Overall, it has to be analyzed just like any other movie. I have to be fair an not give excessive points for the innovation required, an the fact that it did a lot of things for the first (or second) time. A lot of people will say the acting is bad. I say the acting is weird. So many of the townsfolk are so over the top in their acting I'm really not certain if they're great actors, or terrible actors. I definitely thought that Gary Bakeman and Ben Moore made the movie, as the two huckleberries that lure the tourists into town. They're extremely entertaining to watch. Whether they're good or not, I don't know, or really care, because I was entertained. The movie really only has one actress that I'd consider particularly poor, an that's Yvonne Gilbert. We're pushing Troll 2 territory with her. Not quite, but close.
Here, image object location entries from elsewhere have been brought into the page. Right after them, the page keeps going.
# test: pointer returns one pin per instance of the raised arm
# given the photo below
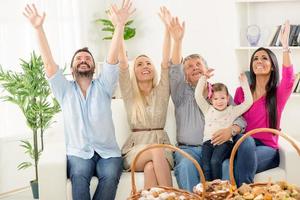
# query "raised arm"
(201, 101)
(177, 33)
(123, 60)
(166, 18)
(36, 20)
(248, 100)
(119, 17)
(284, 39)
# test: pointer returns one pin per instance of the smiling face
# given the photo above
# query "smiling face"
(261, 63)
(143, 69)
(83, 65)
(220, 96)
(220, 100)
(193, 68)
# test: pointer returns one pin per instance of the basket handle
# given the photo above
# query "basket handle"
(238, 143)
(152, 146)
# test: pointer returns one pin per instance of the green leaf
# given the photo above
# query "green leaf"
(107, 38)
(108, 29)
(24, 165)
(129, 22)
(30, 91)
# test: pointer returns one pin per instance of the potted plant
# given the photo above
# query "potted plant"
(30, 90)
(109, 27)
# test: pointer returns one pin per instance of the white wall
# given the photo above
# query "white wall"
(210, 31)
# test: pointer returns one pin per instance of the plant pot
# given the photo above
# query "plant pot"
(35, 188)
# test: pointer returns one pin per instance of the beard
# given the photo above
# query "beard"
(88, 73)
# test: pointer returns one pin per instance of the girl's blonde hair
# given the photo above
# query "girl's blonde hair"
(139, 100)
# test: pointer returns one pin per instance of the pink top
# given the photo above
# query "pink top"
(256, 116)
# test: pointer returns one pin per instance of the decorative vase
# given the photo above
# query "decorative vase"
(253, 35)
(35, 189)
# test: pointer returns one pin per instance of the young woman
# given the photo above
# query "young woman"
(260, 152)
(146, 103)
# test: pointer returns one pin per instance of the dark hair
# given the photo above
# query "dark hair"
(217, 87)
(84, 49)
(271, 87)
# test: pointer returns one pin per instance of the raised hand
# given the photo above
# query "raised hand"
(119, 16)
(243, 77)
(208, 73)
(33, 16)
(176, 29)
(165, 16)
(284, 34)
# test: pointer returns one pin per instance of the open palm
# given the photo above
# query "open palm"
(121, 15)
(176, 29)
(165, 16)
(284, 34)
(33, 16)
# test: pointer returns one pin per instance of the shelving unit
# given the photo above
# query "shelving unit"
(267, 14)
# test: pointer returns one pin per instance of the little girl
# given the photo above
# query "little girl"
(218, 115)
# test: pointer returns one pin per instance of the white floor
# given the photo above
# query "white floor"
(20, 195)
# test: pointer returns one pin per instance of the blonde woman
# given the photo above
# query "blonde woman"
(146, 103)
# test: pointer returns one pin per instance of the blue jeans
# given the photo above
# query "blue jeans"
(81, 171)
(252, 157)
(186, 173)
(212, 158)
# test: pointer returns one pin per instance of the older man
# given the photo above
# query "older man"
(189, 118)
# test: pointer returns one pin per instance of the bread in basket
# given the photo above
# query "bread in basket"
(263, 191)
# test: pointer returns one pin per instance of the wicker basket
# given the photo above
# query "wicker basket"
(135, 195)
(256, 186)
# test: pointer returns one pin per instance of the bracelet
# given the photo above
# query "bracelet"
(233, 133)
(286, 49)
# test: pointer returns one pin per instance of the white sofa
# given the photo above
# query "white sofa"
(53, 183)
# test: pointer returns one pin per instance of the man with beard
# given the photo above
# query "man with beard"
(86, 104)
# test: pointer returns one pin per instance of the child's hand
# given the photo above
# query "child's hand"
(243, 77)
(209, 73)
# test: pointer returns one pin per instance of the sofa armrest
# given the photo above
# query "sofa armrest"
(289, 161)
(53, 172)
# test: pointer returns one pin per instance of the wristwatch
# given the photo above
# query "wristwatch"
(286, 49)
(233, 133)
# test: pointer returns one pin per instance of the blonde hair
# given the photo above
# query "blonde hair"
(139, 101)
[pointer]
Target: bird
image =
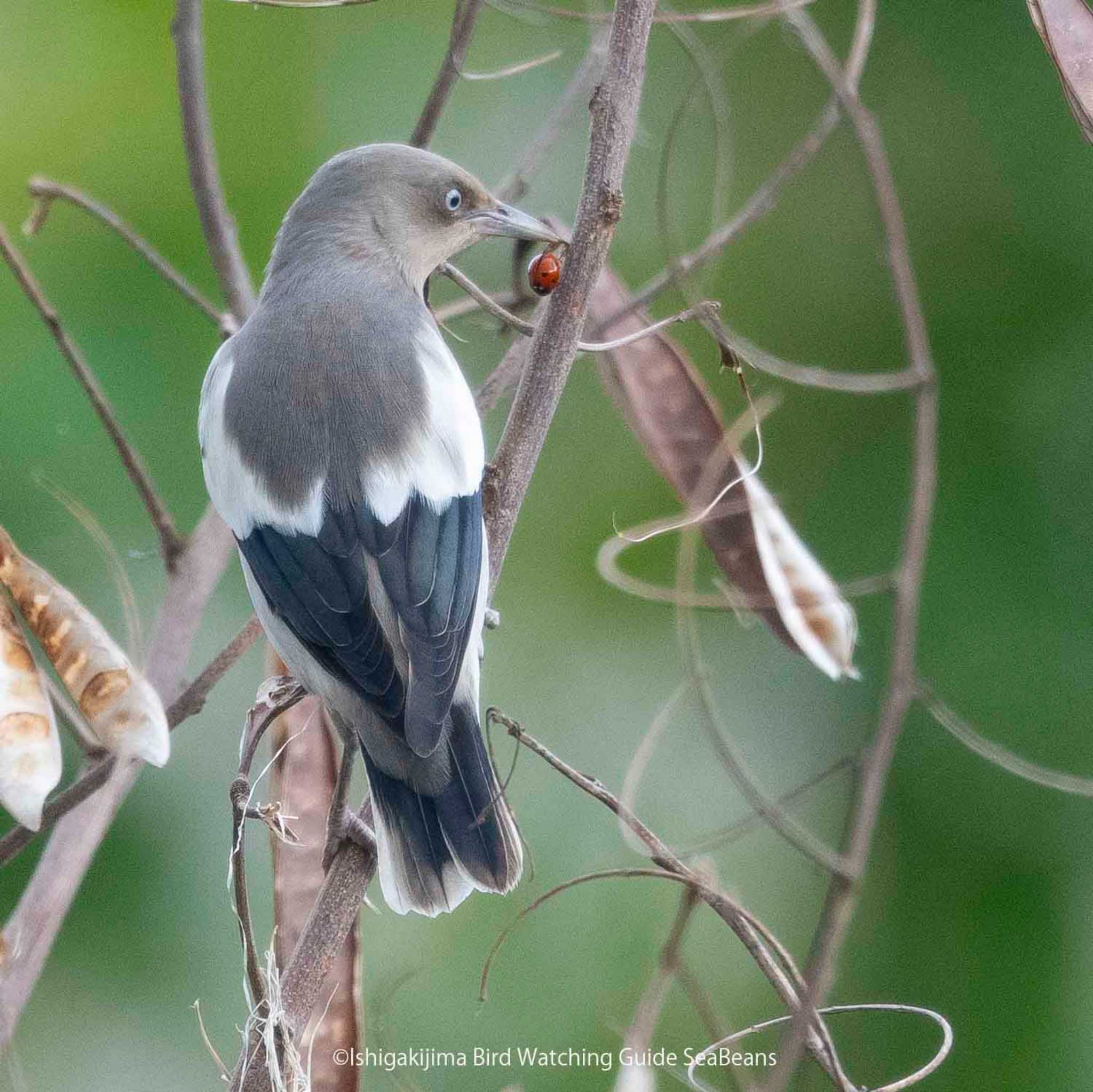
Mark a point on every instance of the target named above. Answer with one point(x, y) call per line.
point(342, 445)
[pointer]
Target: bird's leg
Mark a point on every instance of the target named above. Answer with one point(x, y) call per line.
point(344, 825)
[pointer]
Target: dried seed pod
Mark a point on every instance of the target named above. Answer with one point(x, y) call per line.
point(121, 706)
point(811, 607)
point(30, 747)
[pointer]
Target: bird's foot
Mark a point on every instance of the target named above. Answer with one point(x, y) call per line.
point(346, 826)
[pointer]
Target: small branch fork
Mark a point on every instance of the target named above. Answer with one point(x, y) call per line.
point(705, 312)
point(901, 689)
point(463, 31)
point(767, 952)
point(194, 572)
point(171, 542)
point(188, 704)
point(46, 192)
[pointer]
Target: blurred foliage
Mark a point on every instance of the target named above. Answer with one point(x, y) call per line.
point(978, 898)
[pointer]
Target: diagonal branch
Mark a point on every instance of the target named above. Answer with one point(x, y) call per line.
point(901, 687)
point(45, 192)
point(782, 972)
point(221, 235)
point(45, 902)
point(73, 845)
point(555, 346)
point(171, 542)
point(463, 31)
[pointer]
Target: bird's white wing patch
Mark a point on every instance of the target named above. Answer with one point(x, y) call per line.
point(447, 457)
point(236, 491)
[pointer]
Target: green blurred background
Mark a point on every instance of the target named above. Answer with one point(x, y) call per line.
point(978, 901)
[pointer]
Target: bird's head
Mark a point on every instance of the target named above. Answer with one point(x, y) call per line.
point(400, 207)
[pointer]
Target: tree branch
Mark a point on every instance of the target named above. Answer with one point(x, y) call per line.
point(171, 542)
point(555, 346)
point(901, 687)
point(463, 31)
point(60, 871)
point(70, 850)
point(45, 191)
point(221, 235)
point(781, 973)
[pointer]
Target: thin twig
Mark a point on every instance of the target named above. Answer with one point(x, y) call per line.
point(509, 371)
point(615, 116)
point(45, 191)
point(959, 729)
point(901, 687)
point(781, 973)
point(717, 840)
point(57, 877)
point(266, 710)
point(639, 1035)
point(192, 701)
point(188, 704)
point(765, 197)
point(504, 74)
point(303, 4)
point(171, 542)
point(575, 96)
point(221, 235)
point(704, 312)
point(68, 855)
point(460, 39)
point(713, 15)
point(900, 1086)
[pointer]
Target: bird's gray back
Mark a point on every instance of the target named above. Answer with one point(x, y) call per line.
point(325, 386)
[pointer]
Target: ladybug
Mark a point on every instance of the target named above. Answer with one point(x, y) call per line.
point(544, 271)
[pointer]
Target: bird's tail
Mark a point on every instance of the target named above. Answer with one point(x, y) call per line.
point(435, 850)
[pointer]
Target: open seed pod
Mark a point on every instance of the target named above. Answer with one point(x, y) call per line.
point(678, 422)
point(30, 747)
point(121, 706)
The shooting locations were great, so great that Disney later built Disney World in Florida over much of the area used for the scenes which were not filmed in town. Pave paradise, put up Disney World. They paved over this priceless piece of horror movie history to put up a theme park based around a cartoon mouse whose gimmick is that his balls haven't dropped yet. Oh that's just swell, nice job. Dicks. The soundtrack is... authentic. Authentically terrible, but authentic. Not since the Clampett family reunion have we heard so much banjo music, an lets hope we never have to again. Decent plot, with a twist ending. Looks like someone's been watching some Twilight Zone, am I right, Herschell? It's not a bad way to end the movie, although it runs a little long. Had it been more abrupt it probably would have come off a bit better. Was he suggesting that the drive-in going public of the 1960s needed excessive exposition to understand his ending? Those are serious charges, and ones that I'm not willing to bring forth. Food for thought, though. For a movie like this, you certainly aren't expecting any kind of twist to the plot, back then not many movies had them, an certainly not low budget movies. It's a pretty good way to end the movie. I'd recommend it as standard viewing material to anyone that considers themselves to be serious fans of the genre, even if it only turns out to be a history lesson for everyone. For the time, it's pretty good. But more so than that, it's pretty important.

On one final note, I don't think I'll ever be able to play Star Fox again an hear Peppy's "Do a barrel roll!" without questioning his loyalty. Kinda puts a dark spin on his character.